Panaji: A Christmas party in Goa for two Russian women turned out to be a horrifying ordeal when a taxi driver they had engaged tried to rape them at Anjuna.

The two victims had to hide in a jungle for six hours to escape being raped and robbed by the taxi driver and his accomplices on a night when police claimed security in the state was at its peak.

In a complaint filed with the Anjuna police station, the two women said the incident took place after they hired a taxi near Club West End in Saligao at 0220 hours IST on December 25 after attending a Christmas party at the popular night club.

“We had hired a taxi GA-01-L-9613 for Rs 300 to travel from Club West End to our hotel Charleston in Baga. But the driver told us that he wanted to avoid bribing the police picket on the main road and said he would take an alternative route,” one of the women said in her complaint.

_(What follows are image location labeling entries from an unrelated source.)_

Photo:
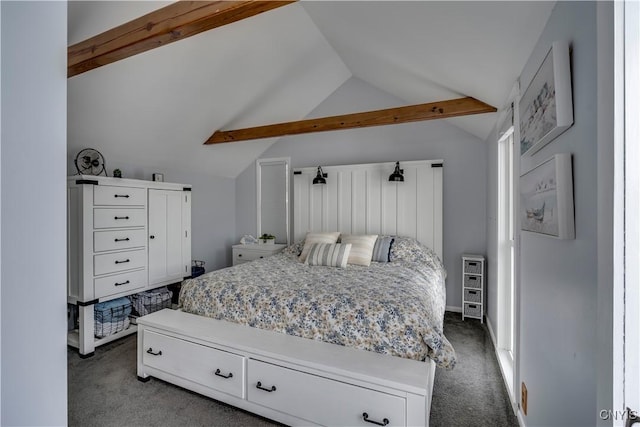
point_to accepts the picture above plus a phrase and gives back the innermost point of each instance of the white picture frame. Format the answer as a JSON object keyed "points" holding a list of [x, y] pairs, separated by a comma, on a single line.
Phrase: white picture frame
{"points": [[546, 107], [546, 198]]}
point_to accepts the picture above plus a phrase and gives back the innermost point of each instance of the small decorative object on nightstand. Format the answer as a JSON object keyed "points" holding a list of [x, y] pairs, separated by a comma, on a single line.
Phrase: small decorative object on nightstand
{"points": [[472, 286], [246, 253]]}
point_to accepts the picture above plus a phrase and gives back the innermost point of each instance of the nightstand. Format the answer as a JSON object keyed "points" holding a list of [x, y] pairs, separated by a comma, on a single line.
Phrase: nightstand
{"points": [[472, 286], [246, 253]]}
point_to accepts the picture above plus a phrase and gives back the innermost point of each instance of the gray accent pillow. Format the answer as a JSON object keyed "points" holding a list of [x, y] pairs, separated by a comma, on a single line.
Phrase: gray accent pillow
{"points": [[382, 249]]}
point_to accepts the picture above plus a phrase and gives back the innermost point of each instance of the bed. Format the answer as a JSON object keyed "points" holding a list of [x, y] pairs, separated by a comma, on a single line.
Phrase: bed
{"points": [[394, 308], [315, 344]]}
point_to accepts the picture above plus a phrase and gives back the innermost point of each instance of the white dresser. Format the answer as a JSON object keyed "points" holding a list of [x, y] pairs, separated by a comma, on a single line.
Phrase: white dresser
{"points": [[246, 253], [124, 236]]}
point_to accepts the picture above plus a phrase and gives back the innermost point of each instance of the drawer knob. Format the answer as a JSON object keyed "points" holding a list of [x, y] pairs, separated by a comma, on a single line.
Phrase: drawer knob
{"points": [[259, 385], [384, 422], [217, 372]]}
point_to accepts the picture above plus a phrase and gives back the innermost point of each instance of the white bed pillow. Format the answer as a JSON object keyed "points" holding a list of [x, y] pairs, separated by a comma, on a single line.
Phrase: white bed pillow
{"points": [[328, 237], [361, 247], [329, 254]]}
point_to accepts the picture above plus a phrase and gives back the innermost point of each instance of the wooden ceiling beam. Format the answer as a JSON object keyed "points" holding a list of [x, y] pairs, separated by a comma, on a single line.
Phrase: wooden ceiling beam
{"points": [[171, 23], [413, 113]]}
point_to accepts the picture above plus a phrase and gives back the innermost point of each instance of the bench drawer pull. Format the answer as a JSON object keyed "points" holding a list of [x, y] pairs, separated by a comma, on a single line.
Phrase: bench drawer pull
{"points": [[259, 385]]}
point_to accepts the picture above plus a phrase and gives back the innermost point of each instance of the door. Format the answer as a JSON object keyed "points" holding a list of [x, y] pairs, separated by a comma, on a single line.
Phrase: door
{"points": [[626, 340], [166, 235]]}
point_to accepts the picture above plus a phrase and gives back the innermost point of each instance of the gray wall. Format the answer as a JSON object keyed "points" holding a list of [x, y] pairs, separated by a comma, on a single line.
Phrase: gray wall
{"points": [[464, 158], [33, 305], [559, 278], [212, 206]]}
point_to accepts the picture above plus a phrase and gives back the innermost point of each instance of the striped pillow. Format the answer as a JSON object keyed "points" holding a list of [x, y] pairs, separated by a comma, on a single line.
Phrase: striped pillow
{"points": [[330, 237], [361, 247], [329, 254], [382, 249]]}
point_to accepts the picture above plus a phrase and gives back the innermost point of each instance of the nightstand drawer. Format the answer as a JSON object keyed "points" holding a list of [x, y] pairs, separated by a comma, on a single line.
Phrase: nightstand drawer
{"points": [[246, 253], [473, 267], [473, 295], [473, 310], [471, 281]]}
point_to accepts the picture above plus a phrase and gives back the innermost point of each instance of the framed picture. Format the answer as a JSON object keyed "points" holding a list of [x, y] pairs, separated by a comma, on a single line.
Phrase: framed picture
{"points": [[546, 198], [546, 108]]}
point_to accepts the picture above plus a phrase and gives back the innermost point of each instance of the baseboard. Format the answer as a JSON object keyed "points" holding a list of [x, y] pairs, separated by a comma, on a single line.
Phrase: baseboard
{"points": [[491, 334], [454, 309], [521, 419], [502, 365]]}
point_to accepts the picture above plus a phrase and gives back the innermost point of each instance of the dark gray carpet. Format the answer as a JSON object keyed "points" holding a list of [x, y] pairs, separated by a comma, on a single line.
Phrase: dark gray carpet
{"points": [[104, 390], [473, 393]]}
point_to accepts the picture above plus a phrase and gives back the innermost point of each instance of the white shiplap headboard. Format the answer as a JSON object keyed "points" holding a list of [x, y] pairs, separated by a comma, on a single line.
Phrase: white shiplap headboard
{"points": [[359, 199]]}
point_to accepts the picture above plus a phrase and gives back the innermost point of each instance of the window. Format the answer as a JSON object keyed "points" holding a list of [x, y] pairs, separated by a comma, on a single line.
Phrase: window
{"points": [[506, 256]]}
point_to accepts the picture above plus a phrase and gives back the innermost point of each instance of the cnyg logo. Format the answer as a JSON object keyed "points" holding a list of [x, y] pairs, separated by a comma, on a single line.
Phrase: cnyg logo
{"points": [[618, 415]]}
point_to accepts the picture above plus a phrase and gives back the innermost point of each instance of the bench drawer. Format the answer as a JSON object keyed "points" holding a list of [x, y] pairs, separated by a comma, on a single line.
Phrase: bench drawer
{"points": [[204, 365], [297, 393]]}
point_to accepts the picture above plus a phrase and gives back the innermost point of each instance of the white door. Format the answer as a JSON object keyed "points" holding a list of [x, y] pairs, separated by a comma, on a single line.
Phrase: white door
{"points": [[626, 340], [165, 237]]}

“Instead of Baga, he took us to Anjuna and said he wanted Rs 1,000 for the ride and instead of money, he wanted to have sex with us. When we protested, he tried to attack us forcing us to jump out of the car and run into the jungle nearby,” she said.

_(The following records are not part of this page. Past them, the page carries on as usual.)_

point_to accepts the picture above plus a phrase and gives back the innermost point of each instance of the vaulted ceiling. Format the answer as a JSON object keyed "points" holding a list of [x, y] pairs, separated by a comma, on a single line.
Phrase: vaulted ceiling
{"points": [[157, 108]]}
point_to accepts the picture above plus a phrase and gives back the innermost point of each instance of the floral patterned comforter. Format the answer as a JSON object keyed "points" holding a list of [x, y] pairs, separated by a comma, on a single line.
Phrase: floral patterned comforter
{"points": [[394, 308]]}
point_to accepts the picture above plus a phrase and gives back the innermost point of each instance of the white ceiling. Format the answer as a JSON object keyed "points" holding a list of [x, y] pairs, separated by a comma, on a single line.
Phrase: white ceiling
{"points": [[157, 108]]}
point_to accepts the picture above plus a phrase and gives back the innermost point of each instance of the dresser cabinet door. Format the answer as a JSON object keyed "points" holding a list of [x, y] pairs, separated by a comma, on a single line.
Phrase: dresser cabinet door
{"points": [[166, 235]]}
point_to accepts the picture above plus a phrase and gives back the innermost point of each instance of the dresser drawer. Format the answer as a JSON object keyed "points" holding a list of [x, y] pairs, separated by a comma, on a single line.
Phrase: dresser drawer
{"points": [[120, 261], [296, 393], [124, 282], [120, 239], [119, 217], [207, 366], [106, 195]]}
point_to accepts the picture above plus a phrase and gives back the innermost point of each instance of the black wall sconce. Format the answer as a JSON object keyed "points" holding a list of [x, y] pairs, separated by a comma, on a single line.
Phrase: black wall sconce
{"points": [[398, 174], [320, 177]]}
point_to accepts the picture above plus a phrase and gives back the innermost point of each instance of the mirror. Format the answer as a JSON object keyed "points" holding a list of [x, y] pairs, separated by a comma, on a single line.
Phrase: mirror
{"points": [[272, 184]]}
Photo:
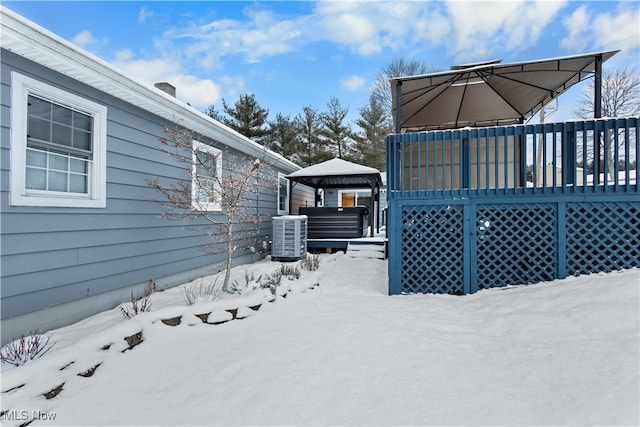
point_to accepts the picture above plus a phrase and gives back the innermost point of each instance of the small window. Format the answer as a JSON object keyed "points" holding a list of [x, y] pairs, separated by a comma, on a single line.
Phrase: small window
{"points": [[58, 147], [283, 195], [206, 177]]}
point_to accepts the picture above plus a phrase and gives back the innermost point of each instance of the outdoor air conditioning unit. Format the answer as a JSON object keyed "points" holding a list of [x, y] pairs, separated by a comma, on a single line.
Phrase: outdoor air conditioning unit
{"points": [[289, 237]]}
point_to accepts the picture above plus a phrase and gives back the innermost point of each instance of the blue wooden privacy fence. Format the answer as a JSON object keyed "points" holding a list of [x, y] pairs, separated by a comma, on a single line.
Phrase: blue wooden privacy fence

“We had to hide till 7 am in the morning in the jungle before we complained to the police,” she added.

Officials attached to the Anjuna police station have confirmed the complaint.

A senior police officer said that a case has been filed against the unknown taxi driver for attempt to rape and assault.

“He is on the run. We are in the process of tracking him down,” the officer said.

Goa, a popular tourism destination for Russians, has seen several instances of crime against foreigners. A Goan politician is already absconding for allegedly raping a 25-year-old Russian woman earlier this month.